2.1 Computer hardware and software

The molecular docking simulation was performed on the Lenovo Precision workstation 6.1.7600 running Intel® Core™ i5 Duo Processor, 4.0GB RAM, 436 GB hard disk and AMD Radeon graphics card (Lenovo PC HK Limited, China). The 3D structures of the small molecules were obtained from the National Centre for Biotechnology Information, Pubchem database www.ncbi.nlm. nih.gov/pccompound) in SDF format and prepared with Maestro, using ligprep version 3.6 (LigPrep 2015). The solution x-ray crystal structure of the human ERα (3UUD, 1.60 Å resolution) was retrieved from the protein databank (www.rcsb.org) using Discovery Studio visualizer 4.5 (Accelryls, USA). Protein-ligand docking simulation was performed using the Schrodinger molecular docking suite version 2018-4.

2.2 Preparation of ligands and protein

The ligands were prepared using LigPrep, a utility of Schrodinger software suit that combines tools for generating 3D structures from 1D (Smiles) and 2D (SDF) representation. Molecular mechanics force fields, optimized potentials for liquid simulations-2005 (OPLS_2005) with default settings were employed for the ligand minimization and the ligands were thereafter filtered for computational studies.

The crystal structure of hERα (3UUD) was prepared using Schrodinger protein preparation wizard tool (Glide), which performed the following steps: assigning of bond orders, addition of hydrogens, optimization of hydrogen bonds by flipping amino side chains, correction of charges and minimization of the protein complex. All the bound water molecules, ligands and cofactors were removed (preprocess) from the protein and the output file was saved in maestro format. The idle side chains were neutralized before restrained minimization of co-crystallized complex, which reoriented side chain hydroxyl groups and alleviated potential steric clashes. The complex obtained was minimized using OPLS_2005 force field with Polack-Ribiere Conjugate Gradient (PRCG) algorithm. The minimization was terminated when the energy gradient converged below 0.05 kcal/mol [14].
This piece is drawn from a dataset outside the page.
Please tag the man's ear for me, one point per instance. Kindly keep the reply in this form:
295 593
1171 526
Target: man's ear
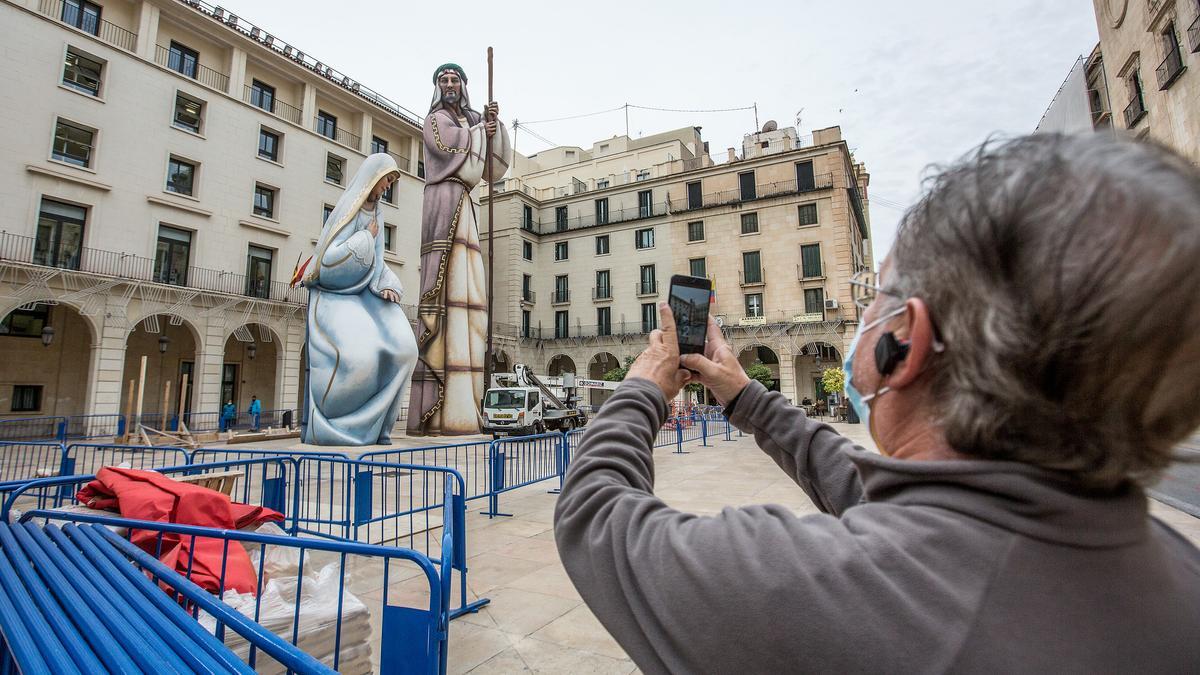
916 332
2.3 Prediction of pharmacokinetic properties and drug-likeness

The molecular weight, number of hydrogen bond donor, number of hydrogen bond acceptor and octanol–water partition coefficients were used to verify the compounds adherence to Lipinski’s rule of five which qualifies their drug-likeness. To nominate drug candidates, certain pharmacokinetics descriptors that portray their drug-likeness [15] were investigated using the QikProp module of the Schrodinger Suite, a program designed by Professor William L. Jorgensen [16]. In addition to predicting physically significant and pharmaceutically relevant molecular descriptors, QikProp also provides ranges for comparing predicted descriptors of each compound with those of 95% of drugs known for oral use. The pharmacokinetic descriptors evaluated were: molecular weight(Mwt), total solvent accessible surface area (SASA), Donor hydrogen bond (DonorHB), number of acceptable hydrogen bond (Accept HB), predicted octanol/water partition coefficient (QPlogPo/w), predicted aqueous solubility (QPlogS), predicted apparent Caco-2 cell permeability (QPPCaco), predicted brain/blood partition coefficient (QPlogBB), number of likely metabolic reactions(#metab), human oral absorption, van der Waals surface area of polar nitrogen and oxygen atoms (PSA) and prediction of plasma protein binding(Khsa). Cytochrome P450 inhibitory promiscuity and inhibition of the human either-a-go-go-ralted gene was also accessed via admerSAR web server. The analysis in the present study was run on QikProp at the normal processing mode with default settings (QikProp 2018). The prepared ligands were used as input structures and their pharmacokinetics profiles with respect to properties shared by 95% of drugs known for oral use were evaluated. Compliance or deviant of the tested potential drug candidates to the Lipinski’s rule of five was also examined before they were considered drug-like [17].

2.4 Docking studies

Docking studies were carried out using Glide XP of the Schrodinger Suite (Maestro Version 11.8 and Glide version 8.0, 2018-4) docking program following the reported standard procedures [18]. Each ligand was individually docked onto the LBD of the hERα using Glide extra precision (XP) mode. In the course of the docking, several binding poses were generated for each ligand and the best binding pose was selected at the end of the docking process.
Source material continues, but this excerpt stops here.